The Great Depression of the 1930's meant massive unemployment. Men had to leave home to find work to feed themselves and their families. Most of the characters in Of Mice and Men exhibit signs of desperate isolation, including those who can be said to have settled into a permanent situation.
Candy, the only other character (aside from Lennie and George) who has an unconditional love for a fellow creature (in Candy's case, his old and feeble dog), is left utterly bereft when Carlson takes his dog out back and shoots it. Candy's immediate attachment to George and Lennie's plan to settle on a farm of their own can be seen as a natural emotional progression following his loss - he looks for new companionship, now that he has lost his poor dog.
Of the other characters, Crooks and Curley's wife also show signs of desperate loneliness, though they respond quite differently. Each is isolated because of special mistreatment. Because Crooks is black, he is shunned by the other men; as we see at the beginning of Chapter Four, he spends his time in his room, alone and bitter. Curley's wife also spends her days hounded by her mean-spirited husband; her attempts to reach out to the other men backfire and win her the (not undeserved) reputation of a flirt.

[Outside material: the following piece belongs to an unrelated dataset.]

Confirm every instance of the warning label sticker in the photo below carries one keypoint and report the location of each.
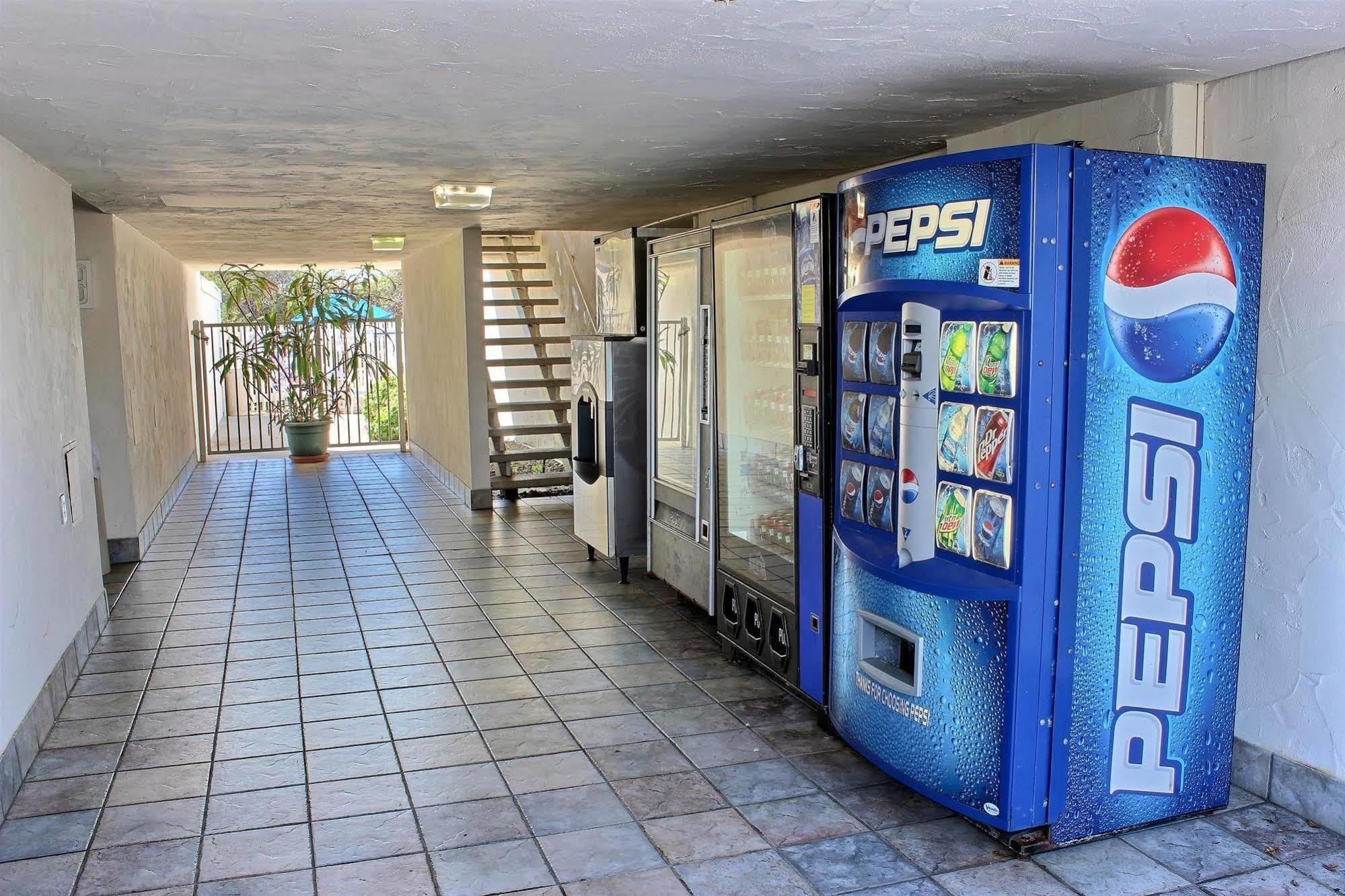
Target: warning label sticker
(1000, 272)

Both characters, despite their hard and bitter shells, reveal a desire to overcome their loneliness and win friends. Their efforts hinge on Lennie, whose feeble-mindedness renders him unaware of the social stigmas attached to the two. Of course both episodes - Lennie's visit with Crooks in Chapter Four and his talk with Curley's wife in Chapter Five - end (respectively) in bitterness and tragedy. Thus Steinbeck further reinforces the bleakness of life in his fictional world. The one man who could serve as a nonjudgmental companion cannot coexist safely with others.